As a researcher and university lecturer, I regularly supervise and evaluate bachelor’s and master’s theses. Over the years, I have developed a structured approach to thesis evaluation that aims to be transparent for students while also offering a systematic framework that colleagues may adapt to their own supervision or grading practices. Since questions about how theses are graded often arise, I would like to outline my approach here, focusing especially on empirical projects in psychology or linguistics.
In the German academic system, grades range from 1.0 (excellent) to 5.0 (the lowest possible grade), with steps of 0.3 in between. Any grade below 4.0 counts as a fail. These intermediate steps allow for more nuanced differentiation and often reflect quality differences more precisely than full grades alone.
One thing I always try to do is communicate criteria openly from the very beginning of supervision. This isn’t just about fairness – it’s also practical. When students know what matters, they can better judge their own progress and focus on the things that will genuinely improve their thesis. I’ve seen many students become more confident when expectations are no longer a mystery.
The criteria I use are designed primarily for empirical master’s theses in psychology or linguistics.
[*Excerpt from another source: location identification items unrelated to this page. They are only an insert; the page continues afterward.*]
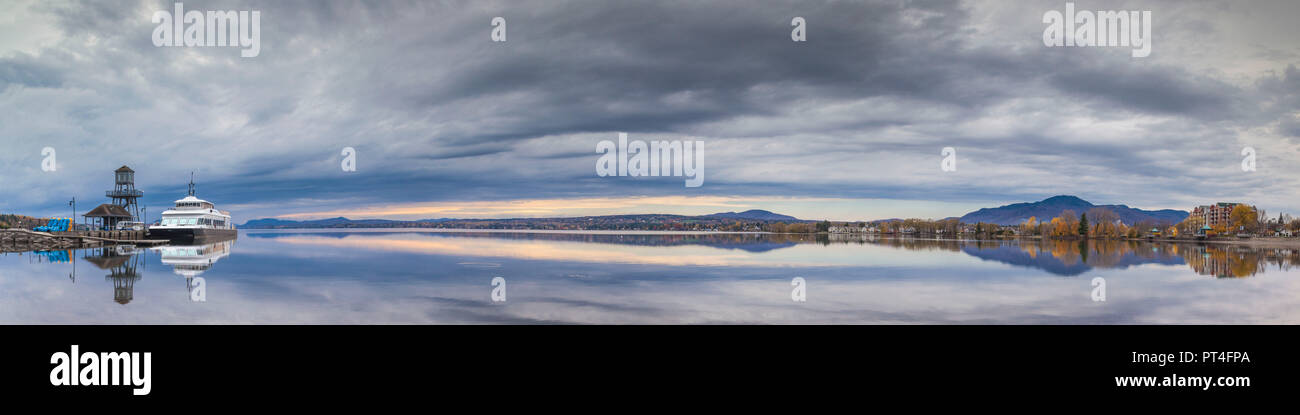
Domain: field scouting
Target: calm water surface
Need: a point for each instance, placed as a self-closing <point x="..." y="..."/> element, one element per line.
<point x="397" y="277"/>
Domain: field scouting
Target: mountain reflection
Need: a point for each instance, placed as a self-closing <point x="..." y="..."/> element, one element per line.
<point x="1073" y="258"/>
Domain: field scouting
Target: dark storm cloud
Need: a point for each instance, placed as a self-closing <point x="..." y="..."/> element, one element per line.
<point x="438" y="112"/>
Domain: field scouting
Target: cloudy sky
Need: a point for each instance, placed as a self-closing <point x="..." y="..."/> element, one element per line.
<point x="848" y="125"/>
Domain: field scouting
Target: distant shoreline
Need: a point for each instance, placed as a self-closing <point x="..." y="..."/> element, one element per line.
<point x="1256" y="242"/>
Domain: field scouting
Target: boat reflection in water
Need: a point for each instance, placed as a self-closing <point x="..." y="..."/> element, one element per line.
<point x="193" y="260"/>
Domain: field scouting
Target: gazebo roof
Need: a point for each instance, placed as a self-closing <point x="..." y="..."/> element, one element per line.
<point x="108" y="211"/>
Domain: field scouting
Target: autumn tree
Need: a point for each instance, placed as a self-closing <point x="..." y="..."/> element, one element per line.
<point x="1105" y="221"/>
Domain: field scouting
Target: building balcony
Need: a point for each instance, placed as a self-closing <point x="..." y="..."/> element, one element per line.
<point x="124" y="194"/>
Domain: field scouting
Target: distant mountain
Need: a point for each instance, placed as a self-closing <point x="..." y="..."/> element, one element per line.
<point x="755" y="215"/>
<point x="1052" y="207"/>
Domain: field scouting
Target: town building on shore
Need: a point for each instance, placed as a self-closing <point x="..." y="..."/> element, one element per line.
<point x="1216" y="215"/>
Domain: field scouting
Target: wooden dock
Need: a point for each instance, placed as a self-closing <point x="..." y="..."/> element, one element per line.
<point x="24" y="240"/>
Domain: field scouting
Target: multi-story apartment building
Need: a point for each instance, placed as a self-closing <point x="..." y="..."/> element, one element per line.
<point x="1214" y="215"/>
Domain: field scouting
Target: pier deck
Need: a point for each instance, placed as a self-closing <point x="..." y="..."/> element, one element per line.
<point x="21" y="240"/>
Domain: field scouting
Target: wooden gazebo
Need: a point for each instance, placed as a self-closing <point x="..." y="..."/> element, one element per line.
<point x="105" y="216"/>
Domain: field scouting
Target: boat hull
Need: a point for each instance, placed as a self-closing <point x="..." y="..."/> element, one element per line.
<point x="193" y="234"/>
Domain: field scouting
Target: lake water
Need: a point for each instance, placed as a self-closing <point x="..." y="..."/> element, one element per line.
<point x="436" y="277"/>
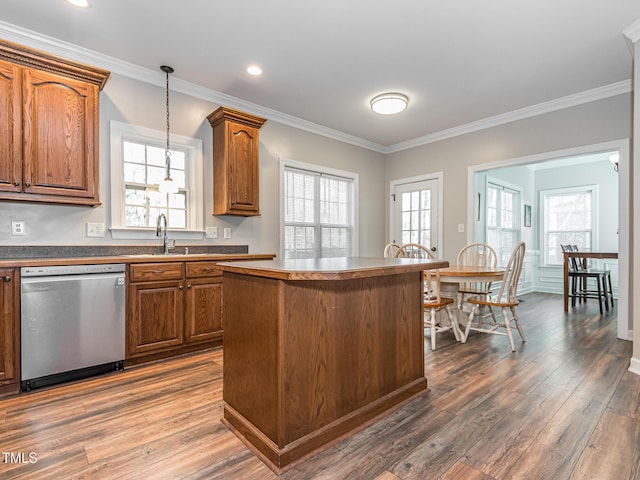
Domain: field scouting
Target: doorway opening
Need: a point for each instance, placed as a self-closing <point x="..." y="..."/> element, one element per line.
<point x="588" y="166"/>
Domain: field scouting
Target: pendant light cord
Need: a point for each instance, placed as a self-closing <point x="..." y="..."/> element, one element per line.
<point x="166" y="152"/>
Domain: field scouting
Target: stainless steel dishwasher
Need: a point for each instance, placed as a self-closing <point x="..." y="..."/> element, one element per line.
<point x="72" y="322"/>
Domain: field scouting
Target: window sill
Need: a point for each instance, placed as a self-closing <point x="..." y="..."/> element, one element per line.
<point x="150" y="233"/>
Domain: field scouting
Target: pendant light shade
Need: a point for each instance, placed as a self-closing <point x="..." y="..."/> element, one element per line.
<point x="167" y="185"/>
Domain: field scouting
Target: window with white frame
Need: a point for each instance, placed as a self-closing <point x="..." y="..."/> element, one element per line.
<point x="503" y="219"/>
<point x="568" y="219"/>
<point x="318" y="211"/>
<point x="138" y="166"/>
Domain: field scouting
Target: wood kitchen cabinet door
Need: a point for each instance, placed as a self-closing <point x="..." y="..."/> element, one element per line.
<point x="60" y="121"/>
<point x="9" y="328"/>
<point x="156" y="316"/>
<point x="10" y="128"/>
<point x="203" y="320"/>
<point x="236" y="145"/>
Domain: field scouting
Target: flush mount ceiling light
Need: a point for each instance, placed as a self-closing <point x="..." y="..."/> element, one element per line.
<point x="389" y="103"/>
<point x="254" y="70"/>
<point x="79" y="3"/>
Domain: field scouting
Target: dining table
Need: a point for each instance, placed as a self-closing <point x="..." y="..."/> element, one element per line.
<point x="453" y="276"/>
<point x="582" y="256"/>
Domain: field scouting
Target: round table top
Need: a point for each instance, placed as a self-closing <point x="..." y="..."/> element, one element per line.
<point x="467" y="273"/>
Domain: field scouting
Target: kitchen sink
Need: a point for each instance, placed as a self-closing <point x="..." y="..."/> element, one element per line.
<point x="173" y="254"/>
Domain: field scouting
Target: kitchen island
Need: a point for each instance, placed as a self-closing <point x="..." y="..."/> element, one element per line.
<point x="315" y="349"/>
Such theses typically involve planning and conducting an empirical study or conducting secondary data analyses, including data acquisition or access, statistical evaluation, and interpretation. Other disciplines or programs may follow different requirements – for example, theoretical theses in the humanities or more design-oriented work in applied fields.
For bachelor’s theses, I apply the same general criteria but with lower expectations regarding scope and depth. The research question is usually narrower, the literature review more focused, and the methodological approach less complex than in a master’s project. The scientific standards remain, but the level of sophistication differs.
My evaluation framework comprises 27 parameters divided into eight sections:
General aspects of the thesis
Literature and theoretical background
Specification and justification of the research question
Data collection and methodology
Statistical analysis
Presentation of results
Discussion and interpretation
General evaluation criteria
Those 27 parameters might sound like a lot, but they help me stay consistent – no gut feelings, no “this just seems like a 2.0”.
For each parameter, I start with a 1.0 in mind and only lower the grade if I can clearly justify why. I write these justifications in the column "Comments" as I go – partly for memory, partly because they turn out to be extremely helpful when I later write the official evaluation report.
After evaluating all parameters one by one, I calculate an average for each section (i.e., 8 intermediate grades) and then average those section results to obtain the overall grade. This corresponds to an equal weighting of all sections, although you can apply a different weighting scheme if you'd like to – for example, giving more importance to methodology in empirical work.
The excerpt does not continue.